FaJAKARTA (Arrahmah.id) – Terdakwa kasus pemerkosaan 13 santriwati Herry Wirawan dituntut hukuman mati oleh jaksa penuntut umum (JPU) Kejaksaan Tinggi Jawa Barat (Kejati Jabar) dalam sidang di Pengadilan Negeri (PN) Bandung (11/1).
Tuntutan jaksa ini dinilai sangat tepat karena memenuhi kategori kejahatan luar biasa seperti yang diatur dalam Undang-Undang (UU) Nomor 17 Tahun 2016 tentang Penetapan Peraturan Pemerintah Pengganti Undang-Undang Nomor 1 Tahun 2016 Tentang Perubahan Kedua Atas Undang-Undang Nomor 23 Tahun 2002 Tentang Perlindungan Anak.
Anggota DPD RI yang juga aktivis perlindungan anak Fahira Idris mengungkapkan kekerasan seksual terhadap anak sudah masuk dalam kategori kejahatan luar biasa setara dengan tindak pidana korupsi, narkoba dan terorisme dimana opsi hukuman mati bisa dijatuhkan.
Apa yang dilakukan predator Herry Wirawan sudah memenuhi unsur kejahatan luar biasa sesuai UU Perlindungan Anak karena korban lebih dari satu orang dan dilakukan berulang-ulang sehingga pantas tuntutan hukuman mati dijatuhkan.
“Saya apresiasi tuntutan yang diajukan Kejati Jabar. Sudah sepantasnya predator anak dihukum mati. Semoga hakim kabulkan,” kata Fahira Idris dalam keterangan persnya, di Jakarta, Rabu (12/1/2022).
Fahiran menambahkan, negara harus tegas terhadap predator anak seperti ini. Predator anak tidak layak ada dalam komunitas masyarakat.
“Ini adalah upaya pencegahan paling efektif untuk mencegah dan mengatasi fenomena kekerasan seksual terhadap anak di Indonesia. Ini jadi peringatan keras kepada siapa saja di negeri ini agar jangan berani-berani melakukan kekerasan kepada anak dalam bentuk apapun baik fisik, psikis apalagi seksual karena hukuman mati bisa menanti Anda,” paparnya.
Fahira menilai, opsi pidana mati dalam UU Perlindungan Anak yang mengategorikan kekerasan seksual terhadap anak sebagai kejahatan luar biasa adalah kemajuan dalam upaya perlindungan anak di Indonesia.

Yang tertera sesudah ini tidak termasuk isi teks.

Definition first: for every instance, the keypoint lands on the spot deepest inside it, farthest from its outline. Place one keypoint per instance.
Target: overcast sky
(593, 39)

Undang-undang ini, lanjutnya, mampu memberi efek jera dan mengedepankan hak-hak korban akan efektif mengatasi fenomena kekerasan seksual terhadap anak.
Terlebih, ujar Fahira, selain menambah pidana pokok berupa pidana mati dan pidana seumur hidup, serta pidana tambahan berupa pengumuman identitas pelaku, UU Perlindungan Anak yang baru ini, menambahkan ketentuan mengenai tindakan berupa kebiri kimia, pemasangan alat pendeteksi elektronik, dan rehabilitasi.
“Saya yakin, upaya kita mengatasi fenomena kekerasan seksual terhadap anak bisa efektif jika penegak hukum konsisten berpegang penuh kepada UU Perlindungan Anak,” pungkasnya.